Landlord Can't Prove Apartment Became Deregulated After 1993 Fire
LVT Number: #27542
Landlord asked the DHCR to determine whether tenant’s apartment was rent stabilized, arguing that the apartment should be exempt. Landlord claimed that: (1) the apartment was vacant from 1993 to 2003 following a fire; (2) the apartment was substantially rehabilitated at a cost of $32,000 in 2003; (3) the building was uninsured at the time of the fire; (4) therefore no insurance proceeds were obtained or used to fix the apartment; and (5) the apartment was first rented after the fire in 2004. In March 2004, landlord gave new tenant a deregulated two-year lease at a monthly rent of $2,000 with a preferential rent of $800. Tenant responded that landlord fraudulently deregulated the apartment. The DRA ruled against landlord, finding that the building was rent stabilized and that there was no high-rent vacancy deregulation of tenant’s apartment.
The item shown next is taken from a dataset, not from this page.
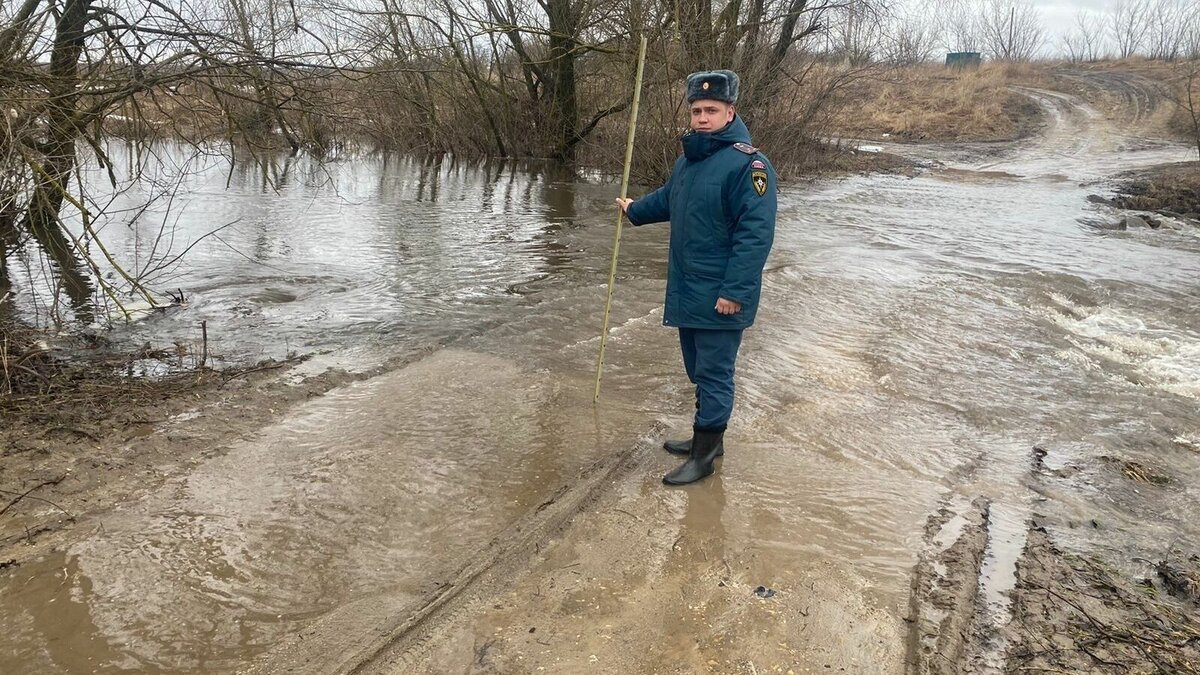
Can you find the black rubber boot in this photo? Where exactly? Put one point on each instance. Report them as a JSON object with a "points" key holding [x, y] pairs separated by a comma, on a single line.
{"points": [[684, 447], [705, 448]]}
Landlord appealed and lost. While it was the DHCR’s long-standing policy that the cost of individual apartment improvements (IAIs) made to an apartment based on fire damage can’t be passed on to tenants, that policy applied where insurance proceeds were used to pay for the IAIs. But there was proof in HPD complaints filed in 1996 and 2016 that a tenant was living in the apartment after the fire. The DHCR annual rent registrations for 2003-2006 showed the legal rent as $800-$850. The 2009 registration listed the legal rent as $1,200, and the 2009 registration listed the apartment as exempt at a legal rent of $2,000 with expired J-51 benefits. The current legal rent for the apartment would be determined in a pending rent overcharge complaint filed by tenant.
McDavid: DHCR Adm. Rev. Docket No. EU210015RO (1/13/17) [4-pg. doc.]